Technical Architecture

This chapter provides an in-depth introduction to Curvine's technical architecture, detailing the functionality, interaction patterns, and design principles of each layer component to help you comprehensively understand how the Curvine system works.

Architecture Overview​

Curvine adopts a layered distributed architecture design that ensures clear component responsibilities with excellent scalability and high availability. The entire architecture is primarily divided into three layers: control layer (Master), storage layer (Workers), and access layer (clients: FUSE, SDK, CLI, S3 gateway), which collaborate to complete data storage, processing, and management tasks.

Curvine consists of three main server-side roles plus clients and UFS:

mount-arch

Curvine Client: Data read/write operations are implemented by the client, which calls Curvine server-side interfaces through RPC (metadata from Master, block data from Workers). The client supports multiple access methods:

  • FUSE Mount: POSIX-compatible mount via libfuse/3 (curvine-fuse)
  • HDFS & SDK: Java / Python / libsdk interfaces
  • S3 Gateway: S3-compatible API (curvine-s3-gateway)
  • CSI Driver: Kubernetes volume driver (curvine-csi)
  • CLI (cv): Admin tools for fs ops, report, and cluster management

Internally, the client layer is composed of:

  • UnifiedFileSystem: Provides unified namespace with CurvineFS + UFS fallback
  • FsReader / FsWriter: Parallel, buffered I/O with zero-copy optimization
  • BlockClient Pool: Manages block_reader / block_writer for local and remote access
  • Mount & Meta Cache: Caches mount info and inode metadata

Master: The core control node; responsible for metadata (directory tree, file inodes, block locations), Worker registration, block allocation, and UFS mount table. Master can run as multiple nodes forming a Raft group for high availability; only the Raft leader serves metadata writes.

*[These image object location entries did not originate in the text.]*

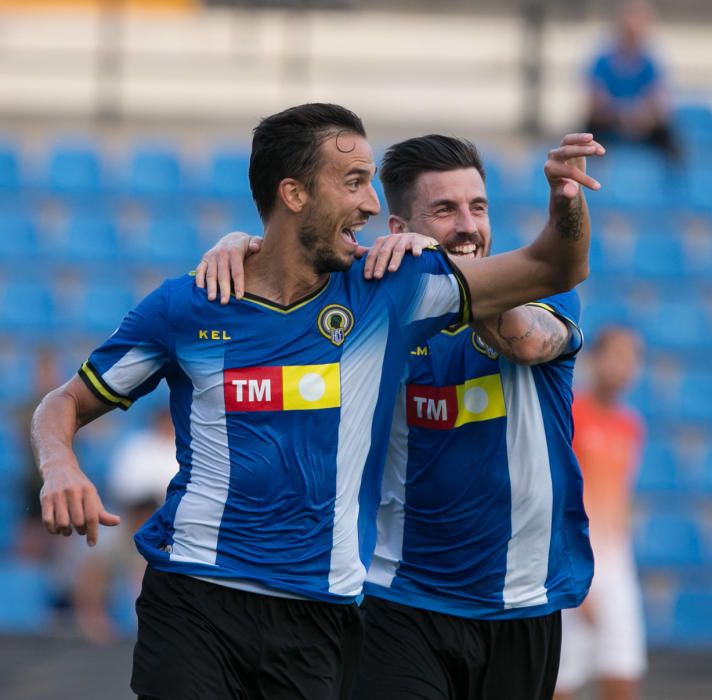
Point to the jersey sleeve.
(132, 362)
(429, 293)
(567, 308)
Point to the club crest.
(335, 323)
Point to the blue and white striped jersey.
(282, 417)
(482, 513)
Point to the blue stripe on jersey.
(274, 488)
(485, 520)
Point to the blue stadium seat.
(669, 540)
(699, 193)
(693, 618)
(75, 168)
(16, 368)
(10, 522)
(596, 313)
(228, 173)
(154, 170)
(90, 237)
(658, 256)
(25, 603)
(695, 398)
(659, 471)
(26, 306)
(18, 237)
(691, 119)
(172, 241)
(636, 177)
(677, 326)
(99, 307)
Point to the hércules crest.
(335, 323)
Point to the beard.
(319, 250)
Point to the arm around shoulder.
(526, 335)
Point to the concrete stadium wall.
(414, 71)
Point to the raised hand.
(565, 168)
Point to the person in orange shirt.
(604, 639)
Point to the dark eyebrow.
(363, 172)
(449, 202)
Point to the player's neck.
(280, 272)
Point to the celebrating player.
(281, 402)
(482, 535)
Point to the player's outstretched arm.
(69, 500)
(222, 266)
(558, 259)
(527, 335)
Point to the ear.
(397, 225)
(293, 194)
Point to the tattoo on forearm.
(549, 331)
(570, 223)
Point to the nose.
(371, 205)
(465, 221)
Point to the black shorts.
(416, 654)
(201, 641)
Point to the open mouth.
(467, 250)
(349, 232)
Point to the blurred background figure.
(628, 100)
(603, 640)
(108, 577)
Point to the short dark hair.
(287, 145)
(405, 161)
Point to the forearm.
(562, 247)
(526, 335)
(58, 418)
(54, 424)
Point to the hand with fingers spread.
(221, 268)
(387, 252)
(565, 167)
(70, 502)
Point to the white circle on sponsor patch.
(476, 399)
(312, 386)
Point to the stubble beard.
(318, 251)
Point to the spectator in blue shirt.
(627, 96)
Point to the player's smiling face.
(342, 202)
(451, 207)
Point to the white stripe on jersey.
(197, 520)
(134, 368)
(532, 499)
(391, 514)
(361, 369)
(436, 296)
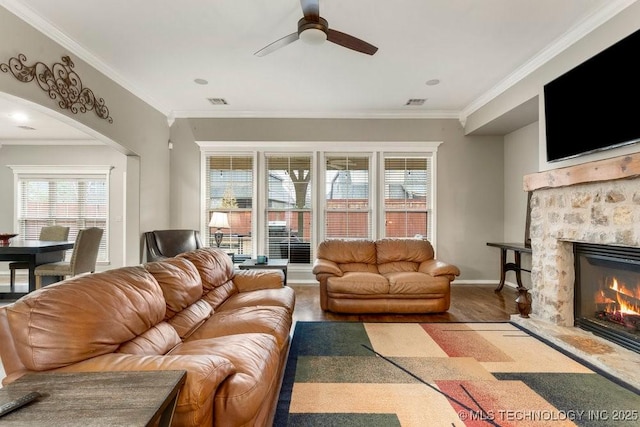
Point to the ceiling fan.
(315, 29)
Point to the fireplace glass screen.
(608, 292)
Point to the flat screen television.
(596, 105)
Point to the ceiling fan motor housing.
(320, 27)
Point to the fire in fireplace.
(607, 292)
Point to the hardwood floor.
(469, 303)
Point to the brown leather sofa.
(383, 276)
(228, 329)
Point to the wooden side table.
(138, 398)
(515, 266)
(277, 264)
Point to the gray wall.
(137, 128)
(520, 158)
(610, 32)
(68, 155)
(470, 173)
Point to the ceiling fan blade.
(277, 44)
(350, 42)
(310, 9)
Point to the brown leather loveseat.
(228, 329)
(383, 276)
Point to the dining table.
(34, 253)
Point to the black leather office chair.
(162, 244)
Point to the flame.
(619, 305)
(627, 308)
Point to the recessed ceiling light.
(416, 101)
(217, 101)
(19, 117)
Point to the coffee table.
(277, 264)
(137, 398)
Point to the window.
(76, 197)
(407, 197)
(282, 199)
(230, 187)
(289, 214)
(347, 207)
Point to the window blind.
(347, 184)
(230, 183)
(407, 196)
(74, 202)
(289, 214)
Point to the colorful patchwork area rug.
(442, 374)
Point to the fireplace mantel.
(602, 170)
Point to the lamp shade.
(219, 220)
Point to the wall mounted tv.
(596, 105)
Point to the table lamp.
(219, 220)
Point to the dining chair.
(50, 233)
(83, 257)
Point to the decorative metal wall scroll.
(61, 82)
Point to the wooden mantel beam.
(602, 170)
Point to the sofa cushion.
(358, 283)
(158, 340)
(255, 358)
(275, 321)
(214, 265)
(403, 250)
(190, 319)
(180, 283)
(409, 282)
(84, 317)
(281, 297)
(348, 251)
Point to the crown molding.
(28, 15)
(53, 142)
(606, 12)
(204, 114)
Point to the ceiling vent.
(217, 101)
(416, 101)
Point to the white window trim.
(75, 171)
(377, 149)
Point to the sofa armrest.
(204, 372)
(256, 279)
(436, 268)
(324, 266)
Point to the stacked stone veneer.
(603, 213)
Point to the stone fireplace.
(594, 203)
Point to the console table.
(515, 266)
(137, 398)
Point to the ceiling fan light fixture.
(313, 36)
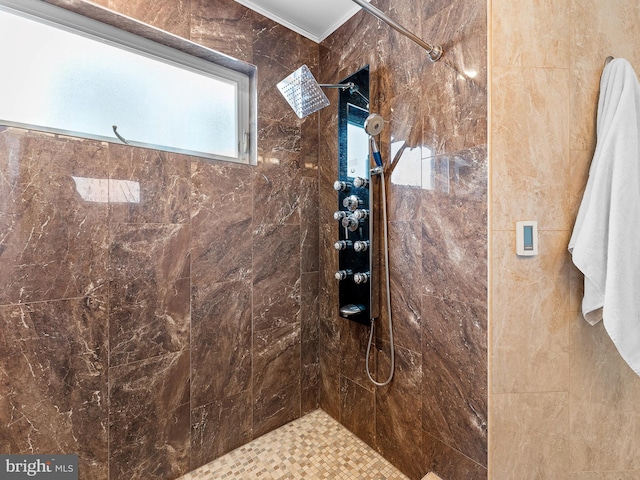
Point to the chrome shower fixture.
(305, 94)
(434, 51)
(373, 126)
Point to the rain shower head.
(303, 93)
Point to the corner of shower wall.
(433, 416)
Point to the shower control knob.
(343, 274)
(361, 278)
(339, 186)
(361, 246)
(342, 244)
(360, 182)
(351, 202)
(351, 223)
(361, 214)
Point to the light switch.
(527, 238)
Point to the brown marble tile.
(163, 180)
(221, 342)
(149, 291)
(226, 27)
(456, 86)
(221, 222)
(149, 424)
(454, 249)
(530, 435)
(329, 354)
(309, 150)
(169, 15)
(277, 52)
(309, 224)
(54, 376)
(406, 276)
(448, 463)
(276, 277)
(454, 359)
(310, 378)
(276, 377)
(277, 180)
(309, 313)
(219, 427)
(353, 352)
(398, 410)
(309, 334)
(356, 405)
(53, 243)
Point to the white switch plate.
(527, 238)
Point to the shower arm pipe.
(342, 86)
(434, 51)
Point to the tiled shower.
(153, 337)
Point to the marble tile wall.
(153, 337)
(433, 416)
(559, 392)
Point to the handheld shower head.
(373, 126)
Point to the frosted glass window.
(78, 83)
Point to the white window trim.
(110, 27)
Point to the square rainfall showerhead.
(303, 93)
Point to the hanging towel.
(605, 244)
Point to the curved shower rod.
(434, 51)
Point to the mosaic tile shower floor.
(313, 447)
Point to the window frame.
(111, 28)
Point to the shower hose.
(386, 270)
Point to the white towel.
(605, 244)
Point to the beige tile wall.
(561, 399)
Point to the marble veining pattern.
(433, 416)
(170, 329)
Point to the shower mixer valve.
(339, 186)
(361, 214)
(360, 182)
(351, 202)
(361, 277)
(361, 246)
(342, 244)
(351, 222)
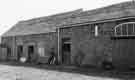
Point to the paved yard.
(8, 72)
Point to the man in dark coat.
(52, 56)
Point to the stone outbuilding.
(81, 37)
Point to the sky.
(12, 11)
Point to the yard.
(12, 72)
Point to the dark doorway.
(124, 52)
(66, 49)
(30, 53)
(19, 52)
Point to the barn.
(34, 38)
(81, 37)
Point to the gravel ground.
(8, 72)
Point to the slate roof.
(120, 10)
(40, 25)
(49, 23)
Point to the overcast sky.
(12, 11)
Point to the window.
(125, 29)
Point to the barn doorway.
(19, 52)
(66, 51)
(30, 52)
(124, 45)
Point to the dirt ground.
(13, 72)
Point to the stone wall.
(46, 41)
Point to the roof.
(49, 23)
(41, 25)
(120, 10)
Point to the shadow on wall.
(78, 58)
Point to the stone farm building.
(78, 37)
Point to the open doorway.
(30, 52)
(66, 50)
(19, 52)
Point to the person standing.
(51, 59)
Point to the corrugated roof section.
(41, 25)
(49, 23)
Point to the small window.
(125, 29)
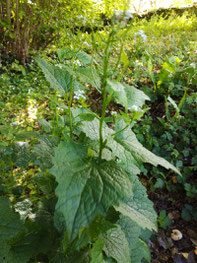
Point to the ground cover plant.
(65, 142)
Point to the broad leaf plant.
(102, 212)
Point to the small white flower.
(79, 95)
(77, 62)
(134, 108)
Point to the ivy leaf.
(78, 198)
(129, 141)
(97, 251)
(59, 78)
(10, 228)
(138, 248)
(84, 57)
(116, 245)
(139, 208)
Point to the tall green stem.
(104, 94)
(70, 105)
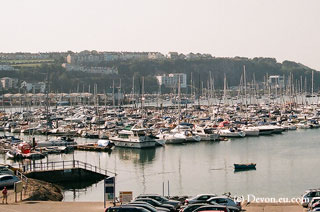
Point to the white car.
(8, 180)
(5, 170)
(224, 201)
(201, 198)
(313, 201)
(309, 195)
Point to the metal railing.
(62, 165)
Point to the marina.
(194, 154)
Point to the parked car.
(161, 199)
(309, 195)
(224, 201)
(147, 204)
(212, 208)
(155, 203)
(192, 207)
(201, 198)
(314, 203)
(126, 208)
(8, 180)
(5, 170)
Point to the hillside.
(63, 81)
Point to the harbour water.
(286, 167)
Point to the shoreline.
(53, 206)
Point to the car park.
(149, 205)
(314, 203)
(201, 198)
(8, 180)
(161, 199)
(5, 170)
(192, 207)
(155, 203)
(126, 208)
(212, 208)
(224, 201)
(309, 195)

The Master cluster mainly includes:

  • MasterServer: RPC handling and routing
  • MasterFilesystem: File system operations (mkdir, create, rename, delete, list)
  • FsDir + InodeStore: In-memory inode tree and metadata management
  • JournalSystem: Edit log and snapshot for recovery
  • Worker / Mount Manager: Worker heartbeat and UFS mount management
  • Quota / Job / Replication: Quota control, TTL, eviction, replication scheduling
  • RocksDB Metadata Store: Persistent metadata storage
  • Raft Consensus: Leader election and log replication

Worker: Stores block data and serves block read/write RPC; reports to Master via heartbeat. Does not hold file system metadata.

Each Worker node includes:

  • WorkerServer: Handles block I/O RPC and heartbeat
  • BlockStore: Manages block lifecycle and local storage
  • IO Handlers: Read / Write pipeline with zero-copy
  • Replication / Tasks: Background replication and task scheduling

Workers support multi-tier storage:

  • MEM: In-memory tier (< 100 ns)
  • SSD: NVMe / SATA (< 100 µs)
  • HDD: Capacity tier (< 10 ms)
  • SPDK: User-space NVMe acceleration

UFS: Underlying storage (S3, HDFS, etc.) accessed through Curvine’s data orchestration; Curvine provides a unified file system view over mounted UFS paths and native paths.

Supported UFS types include:

  • S3 / MinIO
  • OSS
  • HDFS
  • Local FS
  • OpenDAL (Azure, GCS, etc.)

In addition, Curvine provides foundational components:

  • orpc: High-performance RPC framework (Tokio-based, zero-copy)
  • curvine-web: Admin UI and cluster management
  • Metrics: Prometheus-based monitoring (master/worker/client, job, cache)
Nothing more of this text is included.